Bond insurer Syncora Guarantee Inc has emerged as Detroit, Mich.’s chief nemesis in the city’s historic bankruptcy case and is fighting as if its financial life depends on a decent recovery on its $400 million exposure to the city.
Since Detroit filed the biggest municipal bankruptcy in U.S. history last July, Syncora has objected to the city’s moves nearly every step of the way — from an early agreement with investment banks over interest rate swaps to the more recent “grand bargain” designed to save the Detroit Institute of Arts.
The company’s latest pleading, set for argument in a federal courtroom, demands information on the current assets and income of all Detroit’s retired workers — some 20,000 of them.
Syncora has issued past warnings to investors that it might go out of business, and it cautioned in a recent financial report that investment in Syncora Holdings common shares is “likely to result in a loss of substantially all of their investment.”

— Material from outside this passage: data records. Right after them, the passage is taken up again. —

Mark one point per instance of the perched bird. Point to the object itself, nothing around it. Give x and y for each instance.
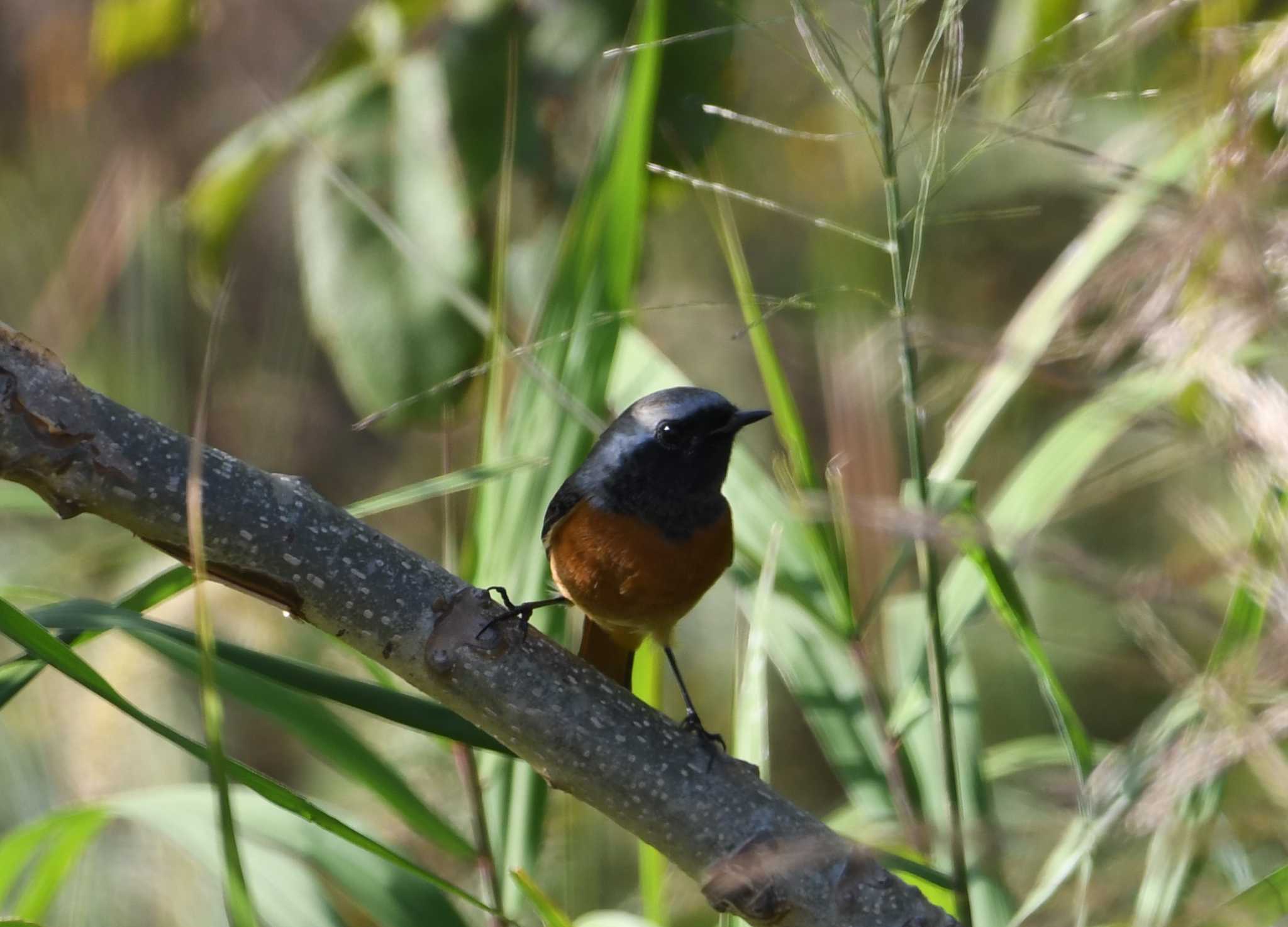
(640, 531)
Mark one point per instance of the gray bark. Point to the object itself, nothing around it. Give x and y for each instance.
(753, 852)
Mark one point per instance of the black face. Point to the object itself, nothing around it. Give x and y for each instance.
(665, 458)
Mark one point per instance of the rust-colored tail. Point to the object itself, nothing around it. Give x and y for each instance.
(602, 652)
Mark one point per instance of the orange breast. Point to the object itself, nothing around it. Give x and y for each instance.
(628, 576)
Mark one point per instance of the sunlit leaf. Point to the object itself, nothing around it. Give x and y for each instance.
(128, 33)
(26, 633)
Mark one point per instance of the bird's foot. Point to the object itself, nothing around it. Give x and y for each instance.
(709, 741)
(522, 613)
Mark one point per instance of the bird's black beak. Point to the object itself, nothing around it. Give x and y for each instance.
(741, 419)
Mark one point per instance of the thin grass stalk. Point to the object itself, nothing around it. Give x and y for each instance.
(647, 686)
(928, 564)
(491, 884)
(242, 911)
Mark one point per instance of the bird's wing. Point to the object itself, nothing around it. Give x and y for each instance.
(560, 505)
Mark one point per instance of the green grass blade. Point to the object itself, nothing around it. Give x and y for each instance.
(23, 843)
(1179, 847)
(1084, 835)
(299, 874)
(411, 711)
(577, 328)
(787, 416)
(62, 850)
(1011, 608)
(324, 733)
(904, 622)
(1080, 841)
(29, 634)
(550, 913)
(647, 686)
(1028, 753)
(156, 590)
(16, 674)
(1246, 614)
(752, 703)
(329, 738)
(468, 478)
(1260, 906)
(228, 178)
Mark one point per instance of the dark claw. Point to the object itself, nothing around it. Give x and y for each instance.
(694, 725)
(505, 596)
(512, 611)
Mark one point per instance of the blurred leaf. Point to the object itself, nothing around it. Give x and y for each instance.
(752, 702)
(1179, 847)
(607, 918)
(1265, 903)
(550, 913)
(383, 309)
(128, 33)
(828, 563)
(904, 622)
(411, 711)
(329, 738)
(157, 589)
(1023, 755)
(19, 671)
(1245, 616)
(1038, 486)
(647, 687)
(18, 500)
(1048, 307)
(50, 847)
(1175, 852)
(1134, 765)
(440, 486)
(232, 173)
(787, 416)
(378, 30)
(297, 869)
(62, 850)
(28, 634)
(1026, 40)
(1080, 840)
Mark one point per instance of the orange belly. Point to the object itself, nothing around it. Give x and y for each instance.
(629, 577)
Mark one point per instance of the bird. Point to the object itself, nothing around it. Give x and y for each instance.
(640, 531)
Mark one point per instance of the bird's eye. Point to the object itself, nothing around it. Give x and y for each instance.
(669, 434)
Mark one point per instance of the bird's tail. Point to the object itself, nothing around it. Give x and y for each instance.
(606, 655)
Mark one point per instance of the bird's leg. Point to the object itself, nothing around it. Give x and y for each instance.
(692, 723)
(523, 611)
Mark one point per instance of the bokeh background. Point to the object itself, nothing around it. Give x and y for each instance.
(408, 208)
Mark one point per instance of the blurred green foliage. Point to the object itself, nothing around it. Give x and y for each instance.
(469, 222)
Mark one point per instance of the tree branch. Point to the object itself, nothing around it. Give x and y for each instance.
(753, 852)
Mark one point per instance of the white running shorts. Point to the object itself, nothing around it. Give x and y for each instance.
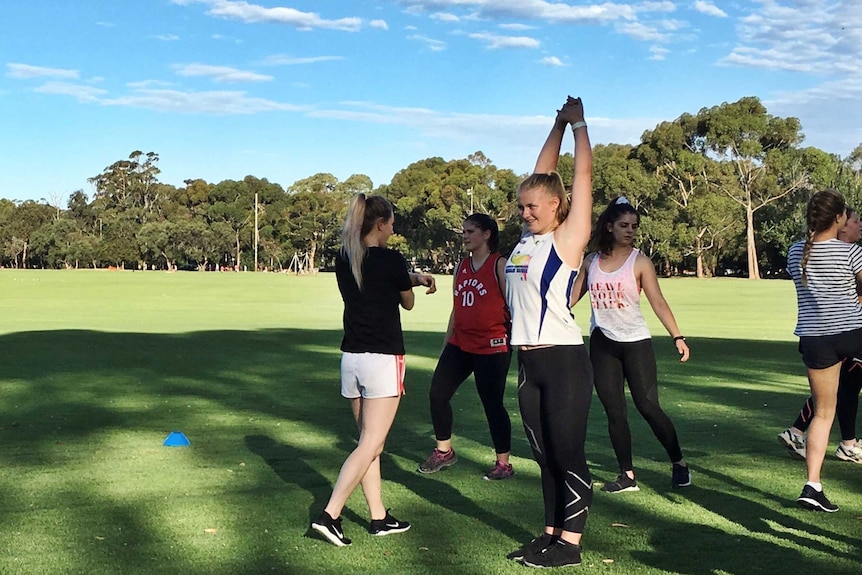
(372, 375)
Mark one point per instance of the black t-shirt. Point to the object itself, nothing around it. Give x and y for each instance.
(372, 322)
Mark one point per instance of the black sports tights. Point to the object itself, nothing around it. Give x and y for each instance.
(555, 386)
(614, 364)
(848, 401)
(489, 371)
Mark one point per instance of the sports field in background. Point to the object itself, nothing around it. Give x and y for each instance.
(98, 367)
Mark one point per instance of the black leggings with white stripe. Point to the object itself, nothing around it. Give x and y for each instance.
(614, 364)
(555, 386)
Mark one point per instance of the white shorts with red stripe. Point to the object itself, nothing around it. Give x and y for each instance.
(372, 375)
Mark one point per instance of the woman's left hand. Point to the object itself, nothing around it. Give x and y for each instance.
(428, 281)
(683, 350)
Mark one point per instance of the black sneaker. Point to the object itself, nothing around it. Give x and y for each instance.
(438, 460)
(537, 545)
(387, 525)
(621, 484)
(330, 529)
(681, 476)
(815, 500)
(561, 554)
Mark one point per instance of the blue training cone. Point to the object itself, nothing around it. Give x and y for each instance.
(177, 439)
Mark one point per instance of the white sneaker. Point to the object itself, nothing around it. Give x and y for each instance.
(849, 453)
(794, 443)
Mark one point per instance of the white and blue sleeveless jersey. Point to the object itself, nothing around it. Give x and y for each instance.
(538, 291)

In the financial statement, Syncora warned of a “liquidity mismatch” in which claims might exceed recoveries from the claims, and noted that reserves for losses “are modest” when compared with estimated future claims.

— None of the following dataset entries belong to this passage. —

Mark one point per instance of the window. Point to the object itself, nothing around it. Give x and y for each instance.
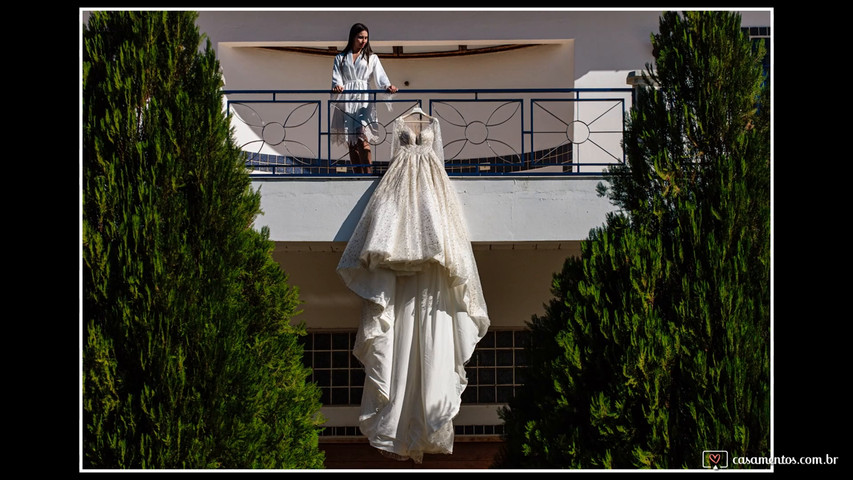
(495, 371)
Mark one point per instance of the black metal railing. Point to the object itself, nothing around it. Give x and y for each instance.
(484, 131)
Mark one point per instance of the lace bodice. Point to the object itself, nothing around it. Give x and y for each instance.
(417, 137)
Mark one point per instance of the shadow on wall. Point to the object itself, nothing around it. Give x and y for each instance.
(345, 232)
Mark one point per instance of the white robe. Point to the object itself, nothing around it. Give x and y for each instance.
(353, 115)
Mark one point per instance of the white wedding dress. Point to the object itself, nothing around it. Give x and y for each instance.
(410, 258)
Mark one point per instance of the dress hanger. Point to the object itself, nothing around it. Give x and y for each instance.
(419, 111)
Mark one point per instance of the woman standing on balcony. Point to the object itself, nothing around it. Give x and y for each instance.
(354, 115)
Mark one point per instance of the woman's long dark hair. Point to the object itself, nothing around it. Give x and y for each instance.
(355, 30)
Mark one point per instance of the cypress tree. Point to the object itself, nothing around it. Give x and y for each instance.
(656, 345)
(190, 359)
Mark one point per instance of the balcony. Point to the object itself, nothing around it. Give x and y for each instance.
(485, 132)
(525, 162)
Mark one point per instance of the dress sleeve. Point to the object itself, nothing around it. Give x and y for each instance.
(379, 75)
(395, 137)
(437, 144)
(382, 80)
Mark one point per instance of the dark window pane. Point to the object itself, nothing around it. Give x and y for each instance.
(322, 378)
(322, 341)
(504, 394)
(488, 341)
(503, 339)
(340, 396)
(340, 378)
(486, 394)
(471, 373)
(519, 375)
(340, 341)
(504, 376)
(486, 376)
(322, 360)
(504, 357)
(486, 358)
(469, 395)
(520, 358)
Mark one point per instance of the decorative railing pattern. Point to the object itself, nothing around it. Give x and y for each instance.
(484, 132)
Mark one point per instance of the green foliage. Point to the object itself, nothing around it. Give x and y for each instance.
(189, 359)
(656, 345)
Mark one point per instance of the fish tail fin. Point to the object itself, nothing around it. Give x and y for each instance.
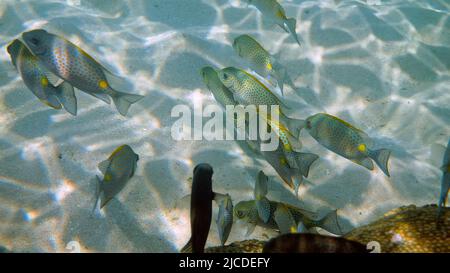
(295, 126)
(123, 101)
(444, 194)
(330, 223)
(260, 192)
(304, 161)
(381, 157)
(66, 96)
(291, 25)
(188, 247)
(97, 193)
(297, 179)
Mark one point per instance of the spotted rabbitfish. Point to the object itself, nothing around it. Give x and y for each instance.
(118, 169)
(273, 12)
(345, 140)
(261, 61)
(36, 78)
(75, 66)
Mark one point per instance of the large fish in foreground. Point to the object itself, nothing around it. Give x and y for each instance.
(261, 61)
(224, 219)
(445, 184)
(280, 158)
(117, 169)
(35, 76)
(72, 64)
(280, 216)
(201, 208)
(273, 12)
(342, 138)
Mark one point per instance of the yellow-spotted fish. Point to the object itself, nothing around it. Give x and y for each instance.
(289, 164)
(36, 78)
(280, 216)
(261, 61)
(72, 64)
(445, 184)
(273, 12)
(342, 138)
(248, 90)
(117, 169)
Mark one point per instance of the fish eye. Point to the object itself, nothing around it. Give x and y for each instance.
(34, 41)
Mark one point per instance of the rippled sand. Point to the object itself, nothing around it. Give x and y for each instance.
(381, 65)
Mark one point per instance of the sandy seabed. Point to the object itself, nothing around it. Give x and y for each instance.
(381, 65)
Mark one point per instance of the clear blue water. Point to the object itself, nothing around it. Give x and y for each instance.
(381, 65)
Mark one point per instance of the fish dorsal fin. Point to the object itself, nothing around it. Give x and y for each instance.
(117, 150)
(103, 166)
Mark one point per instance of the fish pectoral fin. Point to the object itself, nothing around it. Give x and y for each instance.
(188, 247)
(220, 197)
(52, 78)
(250, 228)
(304, 161)
(101, 96)
(103, 166)
(66, 96)
(284, 219)
(263, 207)
(330, 223)
(301, 228)
(381, 157)
(365, 162)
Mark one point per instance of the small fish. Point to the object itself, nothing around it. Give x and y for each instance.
(312, 243)
(220, 92)
(117, 169)
(36, 78)
(281, 216)
(273, 12)
(445, 184)
(224, 219)
(261, 61)
(347, 141)
(72, 64)
(201, 208)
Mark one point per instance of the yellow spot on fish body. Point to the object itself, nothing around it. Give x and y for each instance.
(108, 177)
(362, 148)
(44, 81)
(280, 14)
(102, 84)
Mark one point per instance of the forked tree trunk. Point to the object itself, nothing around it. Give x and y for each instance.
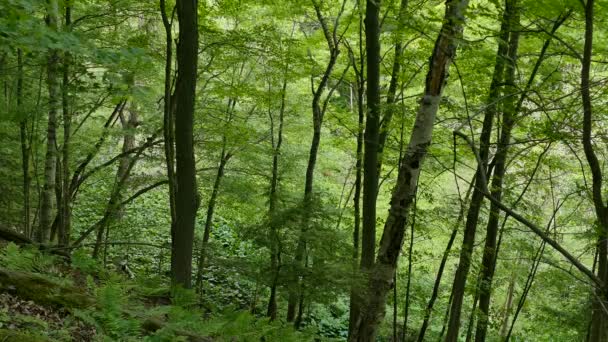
(500, 162)
(444, 259)
(360, 82)
(65, 217)
(186, 198)
(275, 251)
(318, 112)
(381, 274)
(46, 210)
(25, 150)
(224, 158)
(168, 113)
(466, 251)
(599, 319)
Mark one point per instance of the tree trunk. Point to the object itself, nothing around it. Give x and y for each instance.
(508, 307)
(25, 149)
(168, 114)
(599, 320)
(508, 121)
(409, 275)
(275, 251)
(186, 199)
(360, 82)
(65, 221)
(318, 112)
(391, 96)
(381, 274)
(122, 176)
(444, 259)
(46, 210)
(460, 278)
(224, 158)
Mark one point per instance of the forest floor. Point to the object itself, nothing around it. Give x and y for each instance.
(44, 298)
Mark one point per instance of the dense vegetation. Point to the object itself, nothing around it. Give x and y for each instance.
(241, 170)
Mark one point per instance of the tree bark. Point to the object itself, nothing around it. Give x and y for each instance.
(599, 320)
(65, 221)
(391, 95)
(500, 160)
(360, 83)
(25, 149)
(46, 210)
(168, 113)
(275, 251)
(319, 107)
(381, 275)
(224, 158)
(186, 197)
(122, 176)
(464, 263)
(444, 259)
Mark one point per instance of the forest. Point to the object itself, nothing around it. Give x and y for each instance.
(313, 170)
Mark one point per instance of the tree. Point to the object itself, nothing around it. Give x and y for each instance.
(381, 274)
(186, 198)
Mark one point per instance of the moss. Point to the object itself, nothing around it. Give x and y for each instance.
(43, 290)
(16, 336)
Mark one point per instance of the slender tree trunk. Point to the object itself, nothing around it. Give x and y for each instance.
(409, 275)
(318, 112)
(444, 259)
(508, 307)
(360, 81)
(168, 113)
(381, 275)
(25, 153)
(186, 197)
(460, 278)
(370, 143)
(599, 325)
(46, 211)
(224, 158)
(275, 252)
(391, 96)
(489, 253)
(122, 176)
(65, 222)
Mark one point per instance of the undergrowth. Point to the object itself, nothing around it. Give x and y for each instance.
(123, 306)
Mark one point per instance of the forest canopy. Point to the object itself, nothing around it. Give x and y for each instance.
(317, 170)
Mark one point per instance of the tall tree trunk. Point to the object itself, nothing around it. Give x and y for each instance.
(168, 113)
(46, 210)
(65, 221)
(444, 259)
(511, 109)
(406, 310)
(381, 274)
(25, 150)
(275, 251)
(224, 158)
(122, 176)
(391, 96)
(360, 82)
(318, 112)
(500, 160)
(464, 263)
(370, 145)
(599, 320)
(508, 306)
(186, 197)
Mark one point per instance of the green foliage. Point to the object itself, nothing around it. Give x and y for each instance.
(28, 259)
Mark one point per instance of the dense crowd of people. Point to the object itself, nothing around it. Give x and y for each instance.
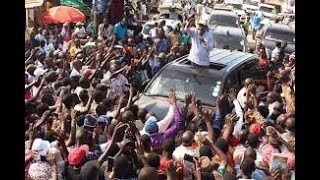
(81, 122)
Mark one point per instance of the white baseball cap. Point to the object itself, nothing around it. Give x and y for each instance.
(41, 145)
(39, 72)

With so much at stake, Syncora has filed a steady stream of objections to Detroit emergency manager Kevyn Orr’s carefully synchronized effort to emerge from bankruptcy this fall.
The bond insurer has raised questions about the bankruptcy court’s conduct. It has sent subpoenas to Michigan Attorney General Bill Schuette; Roger Penske, chief executive of Penske Automotive Group Inc., and Daniel Gilbert, the co-founder of Detroit-based Quicken Loans.
It also has objected to the “grand bargain” in which philanthropic foundations and the state of Michigan have pledged millions of dollars to ease pension cuts on city retirees and protect parts of the Detroit Institute of Arts’ collection from being sold.
Judge Steven Rhodes, who is overseeing the Detroit bankruptcy case, will hear motions to block several Syncora demands, including the request for retirees’ financial information.
“The only possible explanation for this outrageous request is that Syncora is attempting to gain a litigation advantage by harassing, oppressing and embarrassing the city and its retirees,” the city stated in its motion urging the judge to deny Syncora’s demand.
James H.M. Sprayregen, a partner at Kirkland & Ellis who represents Syncora, said Syncora’s request is reasonable given the city is citing the greater economic harm to retirees versus financial creditors for justifying the disparate treatment of those creditor groups. He added that Detroit’s plan will not win confirmation from Judge Rhodes because it does not meet a standard under Chapter 9 bankruptcy law that all similarly situated creditors must be treated fairly.
“We think (Detroit) proposed a patently unconfirmable plan,” Sprayregen said.
In a filing on June 23, Syncora accused Detroit of playing politics in its bankruptcy case.
“Chapter 9 bankruptcies are a tempting place to break out the torches and pitchforks and pursue the city’s lenders through the streets,” Syncora’s filing said. “It is a time-honored and politically-popular approach. But the bankruptcy code deplores — and forbids — a city from favoring one class while showing animus and unfairness to another.”
Syncora’s beef with Detroit centers on the company’s insurance policy on some of the city’s $1.4 billion of taxable city pension debt, as well as swaps deals Detroit used to hedge interest-rate risk. Guarantees offered by XL Capital Assurance, Syncora’s predecessor company, enabled Detroit to sell its debt with a stellar triple-A-rating to investors, including European banks.
When Detroit defaulted on the debt in June 2013, it left Syncora and another insurer, Financial Guaranty Insurance Co, to pay bondholders. Syncora and FGIC both have seen their financial conditions crumble since the 2008 financial crisis.
Like other bond insurers, Syncora had exposure to mortgage-backed securities, a market that collapsed. Standard & Poor’s in 2010 stopped rating the company and Moody’s Investors Service followed suit in 2012.
In addition to Detroit, Syncora in its financial filings lists “significant exposure” to Puerto Rico, an ailing muni issuer, and Syncora also insured some debt issued by Jefferson County, Alabama — the biggest-ever Chapter 9 case prior to Detroit’s.
Regulators in 24 states have yanked Syncora’s license to insure debt, and the last time Syncora insured new muni debt was in 2008, according to Thomson Reuters data.
Sprayregen said Syncora is facing a near-total loss on its Detroit exposure, a circumstance that motivates its hard fight.
“Our recovery is virtually nothing, so anybody who portrays what we’re doing as irrational isn’t really understanding the situation,” Sprayregen said. “If you’re offered nothing, what choice do you have but to object?”
Stephen Selbst, a bankruptcy attorney with Herrick, Feinstein in New York, said Syncora may be seeking to maneuver Detroit toward settlement.
“If you’re a holdout creditor, doing everything you can to make everyone else miserable is an old-fashioned strategy and the core of that is make it so uncomfortable for the debtor that they want to come to the table and settle,” he said.